On Tue, 21 Jan 2014, Andrew Morton wrote:
> On Tue, 21 Jan 2014 11:45:43 +0100 Michal Hocko <mhocko@xxxxxxx> wrote:
>
> > 19f39402864e (memcg: simplify mem_cgroup_iter) has reorganized
> > mem_cgroup_iter code in order to simplify it. A part of that change was
> > dropping an optimization which didn't call css_tryget on the root of
> > the walked tree. The patch however didn't change the css_put part in
> > mem_cgroup_iter which excludes root.
> > This wasn't an issue at the time because __mem_cgroup_iter_next bailed
> > out for root early without taking a reference as cgroup iterators
> > (css_next_descendant_pre) didn't visit root themselves.
> >
> > Nevertheless cgroup iterators have been reworked to visit root by
> > bd8815a6d802 (cgroup: make css_for_each_descendant() and friends include
> > the origin css in the iteration) when the root bypass have been dropped
> > in __mem_cgroup_iter_next. This means that css_put is not called for
> > root and so css along with mem_cgroup and other cgroup internal object
> > tied by css lifetime are never freed.
> >
> > Fix the issue by reintroducing root check in __mem_cgroup_iter_next
> > and do not take css reference for it.
> >
> > This reference counting magic protects us also from another issue, an
> > endless loop reported by Hugh Dickins when reclaim races with root
> > removal and css_tryget called by iterator internally would fail. There
> > would be no other nodes to visit so __mem_cgroup_iter_next would return
> > NULL and mem_cgroup_iter would interpret it as "start looping from root
> > again" and so mem_cgroup_iter would loop forever internally.
>
> I grabbed these two patches but I will sit on them for a week or so,
> pending review-n-test.

Thank you, yes, I'm about to give them more testing.

>
> > Cc: stable@xxxxxxxxxxxxxxx # mem_leak part 3.12+
>
> What does this mean?

It's certainly a confusing comment.

I suggest just deleting the "mem_leak part ": Michal isn't referring to
any two parts of the patch itself, but to parts of his commit comment;
but it's still unclear what he's claiming.

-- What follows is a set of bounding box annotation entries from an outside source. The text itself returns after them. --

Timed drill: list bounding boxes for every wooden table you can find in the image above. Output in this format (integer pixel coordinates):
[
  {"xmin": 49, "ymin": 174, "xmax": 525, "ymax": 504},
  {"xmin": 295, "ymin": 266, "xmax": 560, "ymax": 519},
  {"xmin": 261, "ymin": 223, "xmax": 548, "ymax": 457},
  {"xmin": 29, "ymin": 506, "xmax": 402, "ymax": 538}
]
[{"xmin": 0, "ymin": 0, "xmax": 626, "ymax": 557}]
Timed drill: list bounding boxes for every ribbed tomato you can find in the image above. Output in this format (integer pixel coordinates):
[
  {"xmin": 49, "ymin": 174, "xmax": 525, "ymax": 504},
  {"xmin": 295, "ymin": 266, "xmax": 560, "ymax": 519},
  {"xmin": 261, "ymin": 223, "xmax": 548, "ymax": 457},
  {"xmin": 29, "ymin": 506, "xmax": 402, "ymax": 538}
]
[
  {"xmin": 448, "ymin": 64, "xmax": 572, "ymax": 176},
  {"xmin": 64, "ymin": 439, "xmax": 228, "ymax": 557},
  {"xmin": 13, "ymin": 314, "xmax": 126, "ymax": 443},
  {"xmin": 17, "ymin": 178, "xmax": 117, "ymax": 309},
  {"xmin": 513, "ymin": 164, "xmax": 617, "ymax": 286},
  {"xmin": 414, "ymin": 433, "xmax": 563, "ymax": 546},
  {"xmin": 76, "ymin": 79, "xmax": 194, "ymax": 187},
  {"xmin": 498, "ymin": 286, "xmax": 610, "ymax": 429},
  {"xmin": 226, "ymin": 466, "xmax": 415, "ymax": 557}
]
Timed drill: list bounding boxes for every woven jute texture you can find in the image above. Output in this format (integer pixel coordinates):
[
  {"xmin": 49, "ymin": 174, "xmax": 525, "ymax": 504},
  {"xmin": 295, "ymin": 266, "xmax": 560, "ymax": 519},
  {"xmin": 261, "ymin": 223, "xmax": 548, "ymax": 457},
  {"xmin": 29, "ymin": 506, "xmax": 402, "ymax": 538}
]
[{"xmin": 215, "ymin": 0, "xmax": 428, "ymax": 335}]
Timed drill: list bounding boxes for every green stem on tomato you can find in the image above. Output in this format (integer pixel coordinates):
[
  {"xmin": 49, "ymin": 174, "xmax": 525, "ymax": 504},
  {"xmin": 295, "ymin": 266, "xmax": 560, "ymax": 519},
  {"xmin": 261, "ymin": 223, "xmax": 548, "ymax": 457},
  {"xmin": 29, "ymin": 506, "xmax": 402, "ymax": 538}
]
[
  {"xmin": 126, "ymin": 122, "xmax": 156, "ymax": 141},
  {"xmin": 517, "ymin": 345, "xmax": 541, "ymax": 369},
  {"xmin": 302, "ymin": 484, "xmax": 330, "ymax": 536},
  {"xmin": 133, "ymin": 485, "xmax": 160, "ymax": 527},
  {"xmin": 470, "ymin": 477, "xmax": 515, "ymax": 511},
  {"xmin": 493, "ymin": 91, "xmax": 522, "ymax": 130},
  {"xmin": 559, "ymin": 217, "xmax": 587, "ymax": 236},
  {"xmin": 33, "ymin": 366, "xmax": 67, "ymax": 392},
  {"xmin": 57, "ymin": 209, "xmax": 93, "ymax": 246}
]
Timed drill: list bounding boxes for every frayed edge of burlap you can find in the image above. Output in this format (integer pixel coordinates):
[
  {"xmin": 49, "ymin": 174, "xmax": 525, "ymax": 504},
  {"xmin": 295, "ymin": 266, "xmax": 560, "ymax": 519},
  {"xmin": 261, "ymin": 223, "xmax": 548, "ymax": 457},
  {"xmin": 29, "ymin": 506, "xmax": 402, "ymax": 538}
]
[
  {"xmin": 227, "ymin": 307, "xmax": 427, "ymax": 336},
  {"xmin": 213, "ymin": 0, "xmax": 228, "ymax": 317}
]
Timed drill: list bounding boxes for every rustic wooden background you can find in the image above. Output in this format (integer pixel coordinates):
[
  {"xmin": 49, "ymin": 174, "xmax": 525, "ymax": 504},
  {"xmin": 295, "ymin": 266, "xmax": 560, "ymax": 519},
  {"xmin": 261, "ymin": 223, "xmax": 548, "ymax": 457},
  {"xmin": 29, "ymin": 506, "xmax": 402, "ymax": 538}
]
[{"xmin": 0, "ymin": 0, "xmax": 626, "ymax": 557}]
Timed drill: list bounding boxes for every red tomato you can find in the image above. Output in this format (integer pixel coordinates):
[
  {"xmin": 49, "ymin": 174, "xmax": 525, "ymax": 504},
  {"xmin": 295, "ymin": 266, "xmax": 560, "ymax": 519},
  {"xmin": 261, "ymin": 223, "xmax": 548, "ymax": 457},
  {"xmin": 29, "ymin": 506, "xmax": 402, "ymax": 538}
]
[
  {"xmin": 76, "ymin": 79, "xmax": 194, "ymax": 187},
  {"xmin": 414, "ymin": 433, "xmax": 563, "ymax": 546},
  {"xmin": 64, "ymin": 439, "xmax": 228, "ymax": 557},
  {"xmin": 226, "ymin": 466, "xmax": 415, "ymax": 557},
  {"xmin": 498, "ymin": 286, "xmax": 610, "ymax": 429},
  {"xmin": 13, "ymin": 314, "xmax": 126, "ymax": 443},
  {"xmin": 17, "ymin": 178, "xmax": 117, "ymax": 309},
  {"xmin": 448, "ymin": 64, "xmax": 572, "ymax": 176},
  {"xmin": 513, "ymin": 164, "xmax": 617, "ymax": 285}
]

We do have a confusing situation. The hang goes back to 3.10 but takes
two different forms, because of intervening changes: in 3.10 and 3.11
mem_cgroup_iter repeatedly returns root memcg to its caller, in 3.12 and
3.13 mem_cgroup_iter repeatedly gets NULL memcg from mem_cgroup_iter_next
and cannot return to its caller.

Patch 1/2 is what's needed to fix 3.10 and 3.11 (and applies correctly
to 3.11, but will have to be rediffed for 3.10 because of rearrangement
in between). Patch 2/2 is what's needed to fix 3.12 and 3.13 (but applies
correctly to neither of them because it's diffed on top of my CSS_ONLINE
fix). Patch 1/2 is correct but unnecessary in 3.12 and 3.13: I'm unclear
whether Michal is claiming that it would also fix the hang in 3.12 and
3.13 if we didn't have 2/2: I doubt that, and haven't tested that.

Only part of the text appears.